第25話 魔王ガラスティア

私は魔王ガラスティア。


いや、元魔王だ。


今は魔王ガーロウ様の雌豚だ。


私は元々この世界の魔族でない。以前住んでいた世界を食い潰したためこの世界に転移してきた。


この世界には家畜である人間の他に三体の強力な敵がいた。


邪竜アプカプリトス


巨食人鬼ガラナーガ


ノーライフキング


こいつらとの食料争奪戦だった。我々魔族は人間は喰わない。人間の魔力と労力を搾取する。


だがあいつらは人間をひたすら喰らう。


我々の家畜を喰らうなら我々の敵だ。


人間の国を占領しつつ奴らとも戦う。


よく戦う事になったのは邪竜アプカプリトスだ。


あいつらは折角占領した街をまるごと喰い尽す。


しかも我々の得意とする魔法が利きにくい。


天敵である。


だが私は魔王。


私が考案した人間の命を魔力に変換した魔力バリスタが戦線に投入されてからはやつらは我々の敵ではなくなった。

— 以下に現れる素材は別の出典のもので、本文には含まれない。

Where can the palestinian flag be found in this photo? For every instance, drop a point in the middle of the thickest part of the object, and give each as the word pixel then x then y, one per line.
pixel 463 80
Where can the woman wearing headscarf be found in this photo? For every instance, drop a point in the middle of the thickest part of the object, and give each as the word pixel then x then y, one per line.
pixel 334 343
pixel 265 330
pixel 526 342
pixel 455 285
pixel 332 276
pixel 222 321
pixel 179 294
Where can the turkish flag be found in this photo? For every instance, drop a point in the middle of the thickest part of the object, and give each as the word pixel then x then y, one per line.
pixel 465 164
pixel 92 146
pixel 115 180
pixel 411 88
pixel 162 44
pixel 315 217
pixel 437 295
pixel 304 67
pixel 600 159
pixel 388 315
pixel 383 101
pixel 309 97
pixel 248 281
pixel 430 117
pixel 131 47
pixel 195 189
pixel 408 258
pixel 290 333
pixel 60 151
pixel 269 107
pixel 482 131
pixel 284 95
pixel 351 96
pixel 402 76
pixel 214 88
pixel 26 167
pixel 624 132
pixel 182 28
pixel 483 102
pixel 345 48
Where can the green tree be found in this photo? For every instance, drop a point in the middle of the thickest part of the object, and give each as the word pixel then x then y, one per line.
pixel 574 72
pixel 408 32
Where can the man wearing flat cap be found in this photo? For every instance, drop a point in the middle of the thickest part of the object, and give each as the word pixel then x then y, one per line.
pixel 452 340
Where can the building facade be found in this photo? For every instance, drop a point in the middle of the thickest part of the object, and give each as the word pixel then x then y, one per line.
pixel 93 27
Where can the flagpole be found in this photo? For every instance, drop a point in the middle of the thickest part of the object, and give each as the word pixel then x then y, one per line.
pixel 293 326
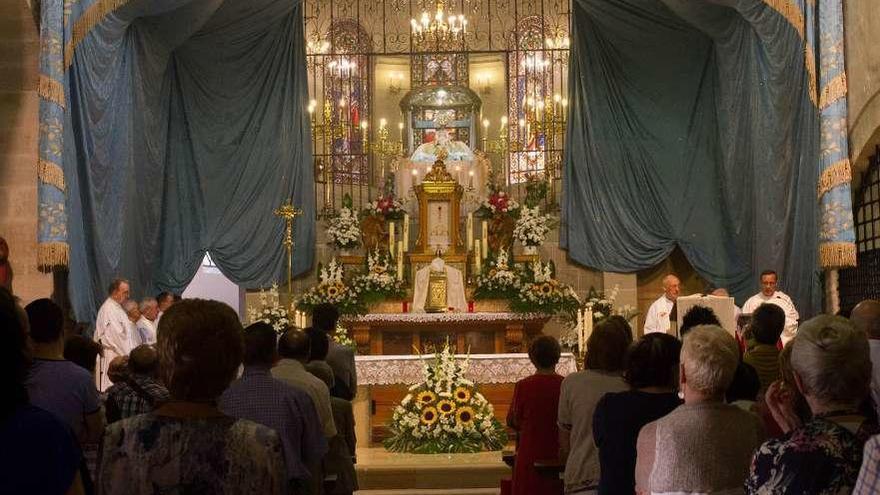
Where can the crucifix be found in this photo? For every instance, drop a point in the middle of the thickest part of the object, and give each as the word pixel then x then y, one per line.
pixel 289 214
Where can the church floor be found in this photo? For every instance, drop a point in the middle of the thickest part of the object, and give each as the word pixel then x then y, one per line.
pixel 385 473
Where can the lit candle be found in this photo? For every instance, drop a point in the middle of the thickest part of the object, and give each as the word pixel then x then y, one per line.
pixel 405 234
pixel 391 238
pixel 469 231
pixel 579 328
pixel 400 260
pixel 485 239
pixel 588 325
pixel 478 260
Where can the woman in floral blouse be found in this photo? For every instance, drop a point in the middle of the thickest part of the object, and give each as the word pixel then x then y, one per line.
pixel 832 369
pixel 187 445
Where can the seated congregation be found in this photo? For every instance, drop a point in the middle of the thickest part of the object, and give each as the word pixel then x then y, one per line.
pixel 215 408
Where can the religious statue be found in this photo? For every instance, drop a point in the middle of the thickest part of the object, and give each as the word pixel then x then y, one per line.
pixel 439 287
pixel 455 150
pixel 374 233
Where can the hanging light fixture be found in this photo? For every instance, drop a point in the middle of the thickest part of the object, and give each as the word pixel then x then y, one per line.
pixel 440 30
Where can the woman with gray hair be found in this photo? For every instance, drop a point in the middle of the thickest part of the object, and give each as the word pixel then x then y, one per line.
pixel 704 445
pixel 832 369
pixel 187 445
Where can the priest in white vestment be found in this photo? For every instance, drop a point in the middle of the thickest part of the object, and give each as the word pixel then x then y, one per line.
pixel 455 296
pixel 112 330
pixel 657 319
pixel 770 295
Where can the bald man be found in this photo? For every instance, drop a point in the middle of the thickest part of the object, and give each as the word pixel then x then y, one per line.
pixel 866 317
pixel 657 319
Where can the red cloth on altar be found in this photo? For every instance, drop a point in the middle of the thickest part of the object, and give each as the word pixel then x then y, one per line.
pixel 533 414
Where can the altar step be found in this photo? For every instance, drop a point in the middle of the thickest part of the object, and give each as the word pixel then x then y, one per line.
pixel 384 473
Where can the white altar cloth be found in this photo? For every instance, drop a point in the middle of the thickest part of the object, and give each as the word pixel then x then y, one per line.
pixel 417 318
pixel 483 368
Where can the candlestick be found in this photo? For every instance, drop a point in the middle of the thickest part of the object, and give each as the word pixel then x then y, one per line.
pixel 579 328
pixel 391 244
pixel 400 260
pixel 405 233
pixel 588 325
pixel 485 239
pixel 469 231
pixel 478 260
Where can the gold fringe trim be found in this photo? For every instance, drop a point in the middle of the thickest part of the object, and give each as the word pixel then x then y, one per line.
pixel 838 173
pixel 50 89
pixel 51 173
pixel 833 91
pixel 791 12
pixel 90 18
pixel 51 255
pixel 837 255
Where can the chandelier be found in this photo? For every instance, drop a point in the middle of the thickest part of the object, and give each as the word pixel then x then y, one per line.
pixel 441 31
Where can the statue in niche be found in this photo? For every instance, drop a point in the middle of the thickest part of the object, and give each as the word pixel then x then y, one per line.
pixel 374 233
pixel 455 150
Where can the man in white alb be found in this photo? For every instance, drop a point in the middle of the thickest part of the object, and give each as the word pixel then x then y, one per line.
pixel 770 295
pixel 112 330
pixel 657 319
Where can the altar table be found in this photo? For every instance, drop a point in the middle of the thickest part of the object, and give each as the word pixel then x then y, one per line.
pixel 383 381
pixel 479 333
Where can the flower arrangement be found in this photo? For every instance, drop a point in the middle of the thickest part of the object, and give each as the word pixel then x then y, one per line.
pixel 601 305
pixel 531 227
pixel 445 413
pixel 270 311
pixel 379 280
pixel 540 292
pixel 343 229
pixel 340 336
pixel 498 280
pixel 331 288
pixel 387 206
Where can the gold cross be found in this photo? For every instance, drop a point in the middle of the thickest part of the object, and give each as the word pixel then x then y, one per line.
pixel 289 214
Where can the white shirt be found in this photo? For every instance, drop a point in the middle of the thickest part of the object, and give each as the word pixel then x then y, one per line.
pixel 146 331
pixel 657 319
pixel 782 300
pixel 113 330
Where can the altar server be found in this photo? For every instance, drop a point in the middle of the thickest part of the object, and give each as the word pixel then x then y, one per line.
pixel 657 319
pixel 112 330
pixel 769 294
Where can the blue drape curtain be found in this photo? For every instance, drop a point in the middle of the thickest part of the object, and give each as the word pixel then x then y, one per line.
pixel 185 127
pixel 694 123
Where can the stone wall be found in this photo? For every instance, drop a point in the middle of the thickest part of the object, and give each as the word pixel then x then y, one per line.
pixel 19 49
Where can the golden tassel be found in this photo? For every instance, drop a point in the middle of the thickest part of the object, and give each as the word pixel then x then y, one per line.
pixel 50 173
pixel 837 255
pixel 51 255
pixel 838 173
pixel 95 13
pixel 833 91
pixel 50 89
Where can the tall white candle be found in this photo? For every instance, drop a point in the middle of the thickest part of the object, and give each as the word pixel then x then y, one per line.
pixel 485 239
pixel 400 251
pixel 391 244
pixel 579 328
pixel 469 231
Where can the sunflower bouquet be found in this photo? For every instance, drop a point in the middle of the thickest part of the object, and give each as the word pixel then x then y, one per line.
pixel 445 413
pixel 498 280
pixel 332 289
pixel 540 292
pixel 379 281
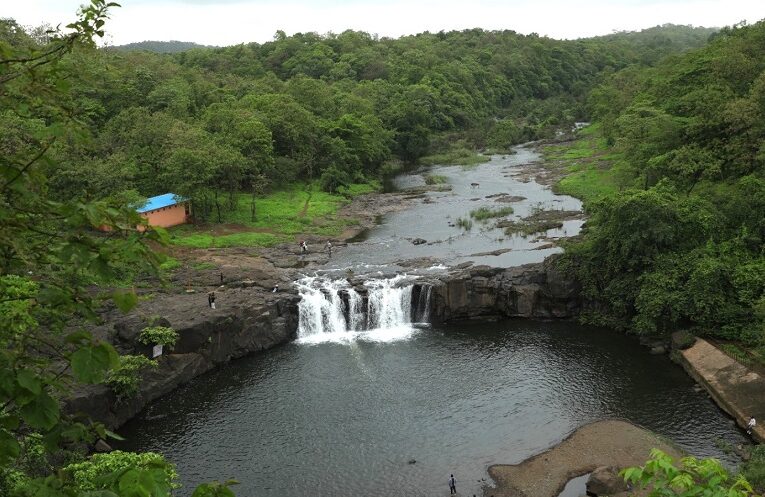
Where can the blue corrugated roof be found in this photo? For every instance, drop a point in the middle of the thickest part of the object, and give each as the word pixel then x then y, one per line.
pixel 160 201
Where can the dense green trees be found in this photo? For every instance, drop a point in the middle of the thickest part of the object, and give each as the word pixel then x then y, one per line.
pixel 687 248
pixel 206 122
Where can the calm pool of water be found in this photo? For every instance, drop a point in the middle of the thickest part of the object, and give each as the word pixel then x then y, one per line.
pixel 344 418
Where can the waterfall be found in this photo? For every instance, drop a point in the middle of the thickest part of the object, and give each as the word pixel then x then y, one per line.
pixel 389 305
pixel 334 307
pixel 422 314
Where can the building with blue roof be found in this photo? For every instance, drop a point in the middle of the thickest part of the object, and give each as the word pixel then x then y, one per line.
pixel 165 210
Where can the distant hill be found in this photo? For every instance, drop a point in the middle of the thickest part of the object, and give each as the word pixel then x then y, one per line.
pixel 172 46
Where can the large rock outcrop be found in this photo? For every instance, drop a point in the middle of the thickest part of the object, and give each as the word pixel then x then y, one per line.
pixel 246 321
pixel 531 291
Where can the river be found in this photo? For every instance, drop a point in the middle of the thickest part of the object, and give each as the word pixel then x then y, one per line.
pixel 344 410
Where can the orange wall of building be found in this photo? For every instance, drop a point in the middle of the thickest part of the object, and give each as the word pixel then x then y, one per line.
pixel 167 216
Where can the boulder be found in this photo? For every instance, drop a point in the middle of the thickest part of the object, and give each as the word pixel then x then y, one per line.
pixel 682 340
pixel 658 350
pixel 102 446
pixel 605 480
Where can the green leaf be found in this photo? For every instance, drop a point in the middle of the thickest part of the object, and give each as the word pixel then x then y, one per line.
pixel 133 484
pixel 89 364
pixel 9 422
pixel 9 448
pixel 29 381
pixel 125 299
pixel 42 413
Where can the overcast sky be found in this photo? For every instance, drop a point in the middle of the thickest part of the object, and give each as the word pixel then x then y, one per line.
pixel 227 22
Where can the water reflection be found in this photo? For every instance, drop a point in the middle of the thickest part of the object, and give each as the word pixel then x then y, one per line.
pixel 345 419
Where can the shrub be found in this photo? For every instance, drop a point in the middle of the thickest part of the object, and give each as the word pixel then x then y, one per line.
pixel 94 473
pixel 125 379
pixel 158 335
pixel 682 340
pixel 691 477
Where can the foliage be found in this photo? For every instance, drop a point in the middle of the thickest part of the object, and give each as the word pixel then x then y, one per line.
pixel 736 353
pixel 158 335
pixel 97 472
pixel 125 379
pixel 679 245
pixel 692 477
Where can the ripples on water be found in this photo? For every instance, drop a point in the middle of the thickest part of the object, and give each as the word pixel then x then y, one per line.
pixel 343 417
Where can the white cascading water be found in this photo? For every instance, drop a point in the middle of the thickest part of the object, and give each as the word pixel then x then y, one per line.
pixel 389 305
pixel 334 309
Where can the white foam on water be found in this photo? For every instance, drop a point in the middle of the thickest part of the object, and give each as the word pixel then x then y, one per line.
pixel 331 310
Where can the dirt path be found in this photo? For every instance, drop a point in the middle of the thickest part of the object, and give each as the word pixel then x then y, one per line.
pixel 604 443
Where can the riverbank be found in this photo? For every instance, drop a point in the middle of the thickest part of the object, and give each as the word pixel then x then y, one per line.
pixel 603 443
pixel 737 389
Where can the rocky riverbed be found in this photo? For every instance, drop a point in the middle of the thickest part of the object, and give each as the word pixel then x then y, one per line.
pixel 603 448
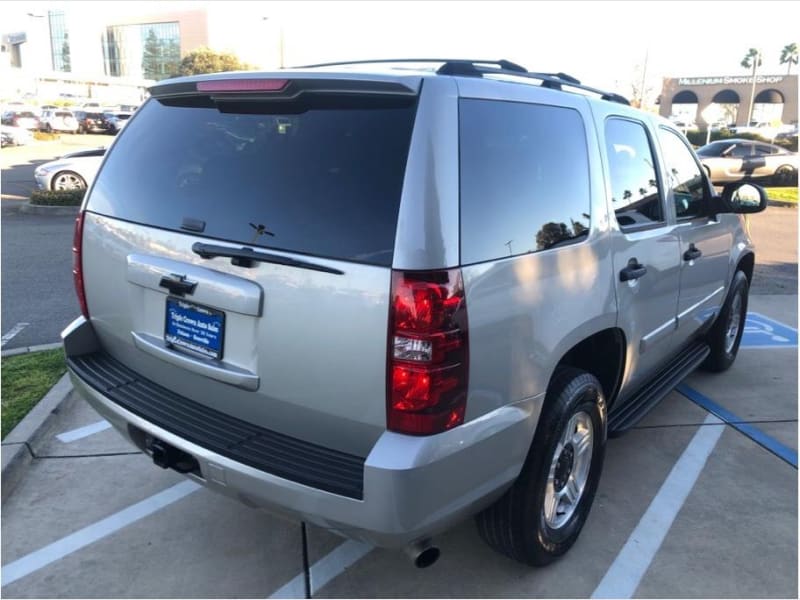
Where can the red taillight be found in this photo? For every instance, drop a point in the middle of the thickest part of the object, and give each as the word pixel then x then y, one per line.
pixel 242 85
pixel 77 263
pixel 428 352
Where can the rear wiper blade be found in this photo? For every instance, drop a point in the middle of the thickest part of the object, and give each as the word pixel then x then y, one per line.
pixel 245 257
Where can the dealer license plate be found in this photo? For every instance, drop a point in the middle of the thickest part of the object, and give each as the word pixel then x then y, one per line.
pixel 194 327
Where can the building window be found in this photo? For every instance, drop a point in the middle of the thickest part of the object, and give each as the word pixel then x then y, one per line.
pixel 148 50
pixel 59 41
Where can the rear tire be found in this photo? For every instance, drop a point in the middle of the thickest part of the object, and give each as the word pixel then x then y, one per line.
pixel 539 518
pixel 726 333
pixel 785 175
pixel 67 180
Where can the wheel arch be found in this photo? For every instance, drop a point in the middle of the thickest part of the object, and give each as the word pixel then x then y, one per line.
pixel 603 355
pixel 746 264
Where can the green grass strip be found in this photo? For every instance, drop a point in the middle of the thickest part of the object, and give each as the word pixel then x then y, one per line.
pixel 787 194
pixel 26 378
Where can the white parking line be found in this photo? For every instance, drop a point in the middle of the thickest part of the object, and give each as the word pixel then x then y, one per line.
pixel 88 535
pixel 324 570
pixel 14 331
pixel 82 432
pixel 627 570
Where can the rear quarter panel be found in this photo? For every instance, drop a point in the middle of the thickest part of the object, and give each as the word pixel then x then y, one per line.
pixel 526 312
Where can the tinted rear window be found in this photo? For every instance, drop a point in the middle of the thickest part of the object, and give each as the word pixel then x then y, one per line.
pixel 322 179
pixel 524 179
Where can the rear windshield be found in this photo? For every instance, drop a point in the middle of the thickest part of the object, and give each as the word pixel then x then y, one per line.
pixel 323 179
pixel 713 149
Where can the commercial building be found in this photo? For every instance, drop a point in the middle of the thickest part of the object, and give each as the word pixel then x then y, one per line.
pixel 87 52
pixel 774 99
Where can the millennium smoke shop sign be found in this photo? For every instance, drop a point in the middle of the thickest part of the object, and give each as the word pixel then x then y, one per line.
pixel 730 80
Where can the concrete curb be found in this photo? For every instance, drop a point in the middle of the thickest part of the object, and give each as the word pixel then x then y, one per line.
pixel 26 349
pixel 16 448
pixel 782 204
pixel 37 209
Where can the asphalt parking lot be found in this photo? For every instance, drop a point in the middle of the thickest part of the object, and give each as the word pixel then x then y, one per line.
pixel 699 500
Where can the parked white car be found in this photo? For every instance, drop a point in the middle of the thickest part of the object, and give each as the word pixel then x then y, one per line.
pixel 116 121
pixel 15 136
pixel 75 171
pixel 736 159
pixel 58 120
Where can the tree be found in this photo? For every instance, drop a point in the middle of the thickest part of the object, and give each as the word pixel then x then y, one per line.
pixel 789 56
pixel 752 60
pixel 152 56
pixel 66 62
pixel 205 60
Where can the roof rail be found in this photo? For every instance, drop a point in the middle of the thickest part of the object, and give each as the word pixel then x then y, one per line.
pixel 503 64
pixel 549 80
pixel 479 68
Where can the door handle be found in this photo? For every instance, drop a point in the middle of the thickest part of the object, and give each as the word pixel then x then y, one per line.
pixel 692 253
pixel 634 270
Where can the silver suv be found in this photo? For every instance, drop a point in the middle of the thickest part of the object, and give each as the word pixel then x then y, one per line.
pixel 382 298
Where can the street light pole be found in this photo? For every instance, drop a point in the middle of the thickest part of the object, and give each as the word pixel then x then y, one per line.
pixel 756 60
pixel 280 41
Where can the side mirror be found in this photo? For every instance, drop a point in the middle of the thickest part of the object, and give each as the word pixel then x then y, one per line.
pixel 742 198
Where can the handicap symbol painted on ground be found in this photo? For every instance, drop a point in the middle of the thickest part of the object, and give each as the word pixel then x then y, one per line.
pixel 763 332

この魔力バリスタは邪竜アプカプリトスの魔力障壁や硬い鱗すら貫く。


邪竜との争いはとりあえず一段落したため、再び人間の国を占領し始めた。


その中のシリウス神聖王国。


ここを攻めた時に女神が表れた。


「魔王よ。私のこの世界を貴女の好きにはさせません!」


人間の聖女の体に女神が降臨したのだ。


私は女神ごときには怯まない。むしろ大歓迎だ。


私には「神殺し」「神食い」のスキルがある。


私は舌舐めずりをした。


今までさんざん神を喰っては世界を食い潰してきた。


今回も女神もバリバリ生きたまま喰ってやった。


私の力はもはや神の領域に達しており、尚且つ私には神に対する特効がある。


片手間で女神を蹂躙する。


ははっ!魂だけの降臨、憑依だから逃げられると思ったか。


私の神殺しのフィールドに入った瞬間最早魂ですら逃げる事は不可能。


理解不可なまま泣き叫ぶ女神を喰らうのは最高だ。


体は人間だから不味いがな。


だがこれでまた私は強くなる。


邪竜、巨人、ノーライフキング。


とりあえずあいつらを駆除してくれるわっ!


私は部下にあいつらの居場所を探らせていた。


その時である。


遥遠くに巨大な魔力を感じた。


女神を喰らった私の魔力すら足下に及ばないほどの強大な魔力。


すぐに調査させた。


すると巨大な穴が魔力の残滓とともに発見された。


戦慄した。


直ぐに魔力バリスタの増設、人間の生命を使う魔力障壁の開発にとりくんだ。


そんな最中にあの方は表れた。


私がシリウス王国の王都の王座で寛いでいると、王都に張り巡らしていた魔法障壁を紙を破くようにあっさり破り、やってきた。


「魔王だな?」


金色の獣人が私に話かけてくる。


なんという強大な魔力。なんと言う覇気、そしてなんという美しくしさ。


余りの桁違いの存在に私は膝をついた。心が、本能がそうさせた。


此の方に逆らってはいけないと。


「ちょっ、いきなり膝つかれたら殺せないじゃんっ!おまっ、お前魔王なんだろ?」


私の選択は間違っていなかったようだ。


「ありがとうございます。よろしければ私を貴方様の配下、いえ配下などおこがましい。奴隷にしていただけませぬか?」


私は主様の余りの強さに瞬時に惚れてしまっていた。許されるのならば、この方の子がほしい。


魔族は力がすべて。


私をここまで上回る存在に巡りあったのは初めてだ。


恐怖より、私の中の雌が疼いてしかたがなかった。


「ど、奴隷?お、おかしいだろ?」


「ここまで圧倒的に私を上回る存在の貴方様に身も心も捧げたいのです。」


今ハッキリと自覚した。私は自らの主を探し世界を渡り歩いていたのだと。


そして見つけた。


絶対に離さない。


私は着ている服を脱ぐ。


私は魔族特有の黒い肌だ。見た目には自信はあるが主様に気に入っていただけるだろうか?


「ちょっ、服脱がないでっ!」


「主様、私に主様の下僕の証を刻んでくださいませ‥‥」


私は自分に隸属の魔法をかけ主様におおいかぶさった。


「ちょっ、まっ、あぁぁぁぁ!。」



こうして私は主様の第一下僕となった。


産まれ出でて1万年位か?


私はやっと魂の安らぎの地を見つけた。